Russell Quirk, founder and CEO of Emoov.co.uk, commented: “Another marginal drop in buyer enquiries, coupled with a continued shortage of new properties coming onto the market, has seen transaction levels continue to dwindle. However, it highlights the severe shortage of stock to satisfy even the most paltry of buyer interest, as prices remain stimulated by the imbalance of supply and demand levels in the market.

While London continues to see annual house prices growth slump there are a wealth of areas that have enjoyed double-digit growth, with the Orkney Islands not only leading the UK but Scotland as the region with highest annual price growth.
 
Despite sitting at the more unaffordable end of the market, Cambridge has seen the second strongest annual price growth in the UK.
 
The diversity of the fabric that constructs our overall market is clear to see, with areas across the nation from Eden to Edinburgh, West Dunbartonshire to West Dorset, Manchester to Chichester and much more all enjoying double-digit price growth over the last year.”

John Goodall, CEO and Co-Founder of buy to let specialist Landbay said: “Demand in the property market has been reinforced by a wave of first time buyers capitalising on November’s stamp duty reforms. The changes have made it easier for aspiring homeowners to afford a place of their own, but over the longer term will likely push up prices for starter homes.

The housing crisis has long been linked to insufficient construction over the past decade, but macroeconomic factors are also starting to play a part. Wage growth has been slow going, while inflationary pressure is also hitting people’s pockets. Now more than ever, people are looking toward the private rental sector to support them while they save. Not only do we need to build more affordable homes for aspiring homeowners, but for the private rental sector as well.”

Jeff Knight, Director of Marketing at Foundation Home Loans, commented: “It’s not been the best start to the year for sellers. People are holding off until they are in a better position to make such a big financial commitment, held back by lack of disposable income. That doesn’t change the fact that property prices are still inflated, underpinned by the lack of supply, and pent-up interest will continue to nudge properties just out of reach for those hoping to buy – even with the cut to stamp duty.”

Ishaan Malhi, CEO and founder of online mortgage broker Trussle, had this to say: “By the end of 2017, the average house cost £12,000 more than it did in December 2016. The shortage of homes for sale has kept the property market competitive.

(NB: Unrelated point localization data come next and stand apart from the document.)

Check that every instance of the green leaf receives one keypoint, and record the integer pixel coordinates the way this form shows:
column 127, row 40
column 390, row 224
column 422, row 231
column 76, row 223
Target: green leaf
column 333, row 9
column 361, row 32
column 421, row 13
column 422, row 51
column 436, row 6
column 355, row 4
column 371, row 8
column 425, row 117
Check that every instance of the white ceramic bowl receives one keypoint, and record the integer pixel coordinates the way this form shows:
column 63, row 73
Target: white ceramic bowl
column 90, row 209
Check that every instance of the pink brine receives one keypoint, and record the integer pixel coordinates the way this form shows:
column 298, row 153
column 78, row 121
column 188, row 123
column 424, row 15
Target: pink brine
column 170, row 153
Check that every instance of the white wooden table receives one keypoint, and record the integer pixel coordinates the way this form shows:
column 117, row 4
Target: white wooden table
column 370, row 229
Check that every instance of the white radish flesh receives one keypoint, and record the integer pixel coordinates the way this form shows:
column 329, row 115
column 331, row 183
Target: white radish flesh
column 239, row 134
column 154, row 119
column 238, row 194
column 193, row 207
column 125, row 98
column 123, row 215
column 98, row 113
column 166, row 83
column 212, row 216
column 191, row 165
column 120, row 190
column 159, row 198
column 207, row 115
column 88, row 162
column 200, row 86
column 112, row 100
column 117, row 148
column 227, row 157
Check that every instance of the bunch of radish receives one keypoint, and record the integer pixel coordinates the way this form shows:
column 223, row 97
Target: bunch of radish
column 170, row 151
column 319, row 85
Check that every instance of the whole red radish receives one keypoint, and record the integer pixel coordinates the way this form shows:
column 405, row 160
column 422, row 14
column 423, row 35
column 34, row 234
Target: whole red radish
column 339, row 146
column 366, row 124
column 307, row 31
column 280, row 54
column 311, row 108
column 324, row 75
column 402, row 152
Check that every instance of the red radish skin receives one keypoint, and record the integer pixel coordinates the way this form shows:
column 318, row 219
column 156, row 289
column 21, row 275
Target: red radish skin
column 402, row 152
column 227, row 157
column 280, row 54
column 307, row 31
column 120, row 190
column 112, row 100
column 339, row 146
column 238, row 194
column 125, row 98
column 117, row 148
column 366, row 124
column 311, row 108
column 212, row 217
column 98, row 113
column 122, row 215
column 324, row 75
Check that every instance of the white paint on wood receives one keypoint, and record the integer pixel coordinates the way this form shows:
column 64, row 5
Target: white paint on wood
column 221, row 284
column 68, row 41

If you’re looking to buy in the coming months, it’s worth keeping an eye on the mortgage market. The cost of borrowing is expected to rise as certain bank subsidies fade away and interest rates climb. In such an environment, locking in a competitive five-year fixed deal will keep your repayments stable for the next few years while the country comes to terms with an increasingly uncertain economic future.”

Graham Davidson, managing director of buy to let specialist, Sequre Property Investment, comments: “Ending the year on a high, the increase of 5.2% only further cements why people should still be pouring into buy to let in 2018. A volatile stock market will push even more people to invest in property and despite changes to the tax law, buy to let is still producing high income. This simply reinforces its position as the number one investment choice.

Location is an important consideration for investors looking to maximise their profit, and the likes of Manchester and Liverpool are still the key cities for investment. A 5.9% growth in the North West is an impressive amount of capital growth and with strong tenant demand and high rental yields, it has long remained the place to be for buy to let. London’s downfall has only boosted the profile of the North West, something which we predict will continue for the long term.”

Paul Smith, CEO of haart estate agents, comments: “House prices soared in December, reaching £12,000 higher than the same time last year. Putting this into perspective, this is almost half the average UK annual salary, a sure sign that we should hold our confidence in the market. Our own branch data shows that registrations are up 10% across the UK in January, laying the ground for further growth in 2018.

Even London bounced back on the month in December. Buyers here were paying a £4,000 more to buy a home than those in November, an increase matched only by the North East. Perhaps an early indication of where the stamp duty cut will have the most profound effect.
 
Private housebuilding is up 9% on the year, and has grown by £81 million in the last month alone. In places like Cambridge which saw a 15% price increase over the last year due to a lack of stock and too much demand, this should make a real difference, and should really set the market flying in the coming year.”